What went wrong on the first pass: they ran a collection and committed it without checking Cloud attachments, so the review set was full of messages reading “see the model attached” with a dead link and no file. They had also waited four days before placing any hold while “scoping,” and two days of the custodian’s deleted-items had already aged past the 30-day window.
The fix, redone properly:
- Preserve first. Add the custodian with
applyHoldToSources = $trueimmediately, before any further scoping. (The lesson: never scope an at-risk custodian unheld.) - Tighten the estimate, do not commit blind. Iterate the search to a defensible scope using statistics, then commit with the right options:
# Add and HOLD the custodian in one shot - stop the bleeding
New-MgSecurityCaseEdiscoveryCaseCustodian -EdiscoveryCaseId $case.Id -BodyParameter @{
email = "former.eng@saas.example"
applyHoldToSources = $true
}
# Scoped, date-bounded estimate over all case custodians + the pricing site
$s = New-MgSecurityCaseEdiscoveryCaseSearch -EdiscoveryCaseId $case.Id -BodyParameter @{
displayName = "Falcon scoped v3"
contentQuery = '(Falcon OR "pricing model" OR repo-falcon) AND (sent>=2025-12-01 AND sent<=2026-06-02)'
dataSourceScopes = "allCaseCustodians"
}
- Commit with Cloud attachments, document versions, and partially indexed items checked, so the linked OneDrive files (and prior versions showing the edit trail) actually landed in the review set.
- Run analytics +
[AutoGen] For Review, which collapsed the scoped set from ~210,000 items to ~24,000 inclusive/representative items, then predictive coding to rank the remainder so reviewers hit the high-relevance pricing documents first.

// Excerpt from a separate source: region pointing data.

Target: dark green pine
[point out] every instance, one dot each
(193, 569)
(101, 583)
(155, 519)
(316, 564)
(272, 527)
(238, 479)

The outcome: the two lost days of mailbox content were genuinely unrecoverable and had to be disclosed (the cost of the four-day delay). But the cloud-attachment evidence — the actual pricing spreadsheets and their version history — was fully preserved and produced, and the review budget dropped by roughly an order of magnitude versus reviewing the raw collection. The two durable lessons that went into their runbook: hold the custodian the moment the case opens, and Cloud attachments is non-optional in any modern M365 collection — without it you are collecting envelopes, not letters.